PM2.5-induced alterations of cell cycle associated gene expression in lung cancer cells and rat lung tissues

- Our study explored and characterized the expressions of cell cycle-associated genes induced by urban PM2.5 in H292 and rat lung tissues.
- The expressions of p53 and CDK2 play a crucial role in the early phase of exposure.
- Cdc2 and cyclin B expressions are important in mid-term, while the expression of p21 was predominant in long-term exposure.
- The degree of PM2.5-induced damage to trachea and lung tissue was time-dependent.

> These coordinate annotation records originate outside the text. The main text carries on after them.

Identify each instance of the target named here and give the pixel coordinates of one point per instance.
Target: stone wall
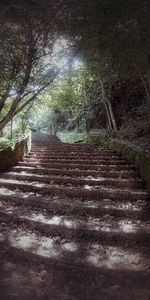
(10, 157)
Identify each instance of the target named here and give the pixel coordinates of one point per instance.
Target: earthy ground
(74, 225)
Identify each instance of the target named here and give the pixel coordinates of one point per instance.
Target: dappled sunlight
(56, 220)
(43, 246)
(116, 258)
(88, 187)
(5, 191)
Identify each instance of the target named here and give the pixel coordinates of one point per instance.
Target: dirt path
(74, 225)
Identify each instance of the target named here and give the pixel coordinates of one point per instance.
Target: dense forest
(76, 65)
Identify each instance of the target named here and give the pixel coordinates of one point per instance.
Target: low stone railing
(10, 156)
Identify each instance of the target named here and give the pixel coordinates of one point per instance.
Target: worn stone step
(78, 166)
(76, 172)
(78, 181)
(85, 192)
(75, 156)
(74, 206)
(64, 251)
(88, 229)
(65, 153)
(75, 161)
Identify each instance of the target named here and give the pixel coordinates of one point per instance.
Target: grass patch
(71, 137)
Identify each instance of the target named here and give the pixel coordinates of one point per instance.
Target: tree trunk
(146, 85)
(108, 117)
(112, 116)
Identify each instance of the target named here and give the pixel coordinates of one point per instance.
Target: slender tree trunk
(108, 117)
(11, 128)
(145, 84)
(113, 120)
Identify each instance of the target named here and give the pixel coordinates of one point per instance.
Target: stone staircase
(74, 225)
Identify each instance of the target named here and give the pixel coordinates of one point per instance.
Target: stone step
(75, 156)
(76, 172)
(85, 192)
(88, 229)
(77, 181)
(72, 252)
(75, 161)
(74, 206)
(65, 153)
(78, 166)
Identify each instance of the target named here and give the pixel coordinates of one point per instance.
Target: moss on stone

The aim of the current study was to investigate the expression of cell cycle-associated genes induced by fine particulate matter (PM2.5) in lung cancer cell line and tissues. The pulmonary lymph node metastasis cells (H292) were treated with PM2.5in vitro. Wistar rats were used to perform an in vivo study. Rats were randomly assigned to experiment and control groups and those in the experiment group were exposed to PM2.5 once every 15 d, while those in the control group were exposed to normal saline. The cell cycle-associated genes expression was analyzed by real-time PCR. Trachea and lung tissues of rats were processed for scanning electron microscopic (SEM) examinations. Exposure of H292 cells to PM2.5 dramatically increased the expressions of p53 and cyclin-dependent kinase 2 (CDK2) after 24 h of exposure (p < 0.01) and markedly increased the expressions of the cell division cycle 2 (Cdc2) and cyclin B after 48 h of exposure (p < 0.01), while those genes expressions were significantly reduced after 72 h of exposure, at which time the expression of p21 was predominant (p < 0.01). In vivo studies further demonstrated these results. The results of SEM suggested that both of the trachea and lung tissues were damaged and the degree of damage was time-dependent. In conclusion, PM2.5 can induce significantly alterations of p53 and CDK2 in the early phase, Cdc2 and cyclin B in mid-term and p21 in long-term exposure. The degree of PM2.5-induced damage to the trachea and lung tissue was time-dependent.